Roderick Usher was very mentally ill and disturbed, this rubbed off onto the narrator, making him see things that never happened. Another reason for why the events were imagined, can be found when observing how Poe indicates it is a part of the narrator's dream. In addition, the narrator had been so isolated in that house, so out of touch from reality, that it made him mad, yet another reason for him not being able to distinguish from what was real and what wasn't.
Roderick Usher was a mentally ill man that had trouble seeing reality.
"His voice varied rapidly from tremulous indecision (when the animal spirits seemed utterly in abeyance) to that species of energetic concision - that abrupt, weighty, unhurried, and hollow-sounding enunciation - that leaden, self-balanced and perfectly modulated guttural utterance, which may be observed in the lost drunkard, or the irreclaimable eater of opium, during the periods of his most intense excitement".
Roderick's mood was similar to a user of opium. This rubbed off on the narrator. For example, when I am around someone who has a negative attitude towards the world and is very depressed, I begin to feel that way as well. The "madness" of Roderick rubbed off on the narrator. This caused him to think things happened when they did not. Our narrator even aided in the burial of Madeline, even though she was alive. This is a true sign of madness.
Throughout the work, Poe hinted that the story was a part of the narrator's sub-conscience. He suggested that perhaps it was all a part of the narrator's dream and not reality "Shaking off from my spirit what must have been a dream," said the narrator, the events were too crazy to be real.

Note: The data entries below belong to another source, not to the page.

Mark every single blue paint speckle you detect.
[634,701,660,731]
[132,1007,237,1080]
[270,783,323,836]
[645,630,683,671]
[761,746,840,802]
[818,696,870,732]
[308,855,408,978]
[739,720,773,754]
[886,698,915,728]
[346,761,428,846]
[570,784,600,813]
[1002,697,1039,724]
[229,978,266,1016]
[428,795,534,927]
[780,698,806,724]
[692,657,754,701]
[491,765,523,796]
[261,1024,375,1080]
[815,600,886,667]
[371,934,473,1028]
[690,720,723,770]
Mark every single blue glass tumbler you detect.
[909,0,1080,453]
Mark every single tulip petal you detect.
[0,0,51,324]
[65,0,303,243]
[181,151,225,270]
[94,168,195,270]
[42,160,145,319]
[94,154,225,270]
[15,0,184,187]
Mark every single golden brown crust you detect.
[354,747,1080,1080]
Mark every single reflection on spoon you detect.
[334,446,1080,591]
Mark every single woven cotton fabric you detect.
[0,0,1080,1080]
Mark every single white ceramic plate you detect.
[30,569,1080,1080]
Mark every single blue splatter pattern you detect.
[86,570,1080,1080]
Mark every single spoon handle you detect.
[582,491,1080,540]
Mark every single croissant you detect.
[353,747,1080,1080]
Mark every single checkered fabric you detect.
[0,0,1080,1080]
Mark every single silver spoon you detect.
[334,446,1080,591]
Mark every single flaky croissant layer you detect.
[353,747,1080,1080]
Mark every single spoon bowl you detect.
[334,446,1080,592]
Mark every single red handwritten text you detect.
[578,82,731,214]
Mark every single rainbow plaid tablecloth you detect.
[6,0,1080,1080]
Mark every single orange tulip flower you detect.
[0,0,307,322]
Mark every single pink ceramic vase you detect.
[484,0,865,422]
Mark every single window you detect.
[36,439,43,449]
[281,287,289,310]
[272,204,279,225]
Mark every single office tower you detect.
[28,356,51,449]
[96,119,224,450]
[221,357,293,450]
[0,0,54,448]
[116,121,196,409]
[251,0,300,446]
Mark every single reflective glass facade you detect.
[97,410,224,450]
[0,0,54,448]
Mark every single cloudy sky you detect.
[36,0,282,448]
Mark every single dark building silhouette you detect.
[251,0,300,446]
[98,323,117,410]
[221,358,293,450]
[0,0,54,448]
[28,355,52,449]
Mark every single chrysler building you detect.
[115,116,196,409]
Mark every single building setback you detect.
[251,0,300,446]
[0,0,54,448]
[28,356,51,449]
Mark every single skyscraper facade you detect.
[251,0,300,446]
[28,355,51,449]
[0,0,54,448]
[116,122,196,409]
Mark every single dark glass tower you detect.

Once the narrator stepped foot into the House of Usher, he left society. "The whole mansion and domain there hung an atmosphere peculiar to themselves and their immediate vicinity. "The house was very isolated. The narrator may have very well gone crazy due to limited social contact. People are meant to socialize with other people. Loneliness can definitely drive a person mad to the point that they begin to see things that were never there.
In conclusion, the events that happened throughout this piece were imagined by the narrator. Some believe that the events actually happened and were not a result of the narrator's imagination, but they would be wrong. Due to the reasons listed above, the events were just a figment of the narrator's imagination.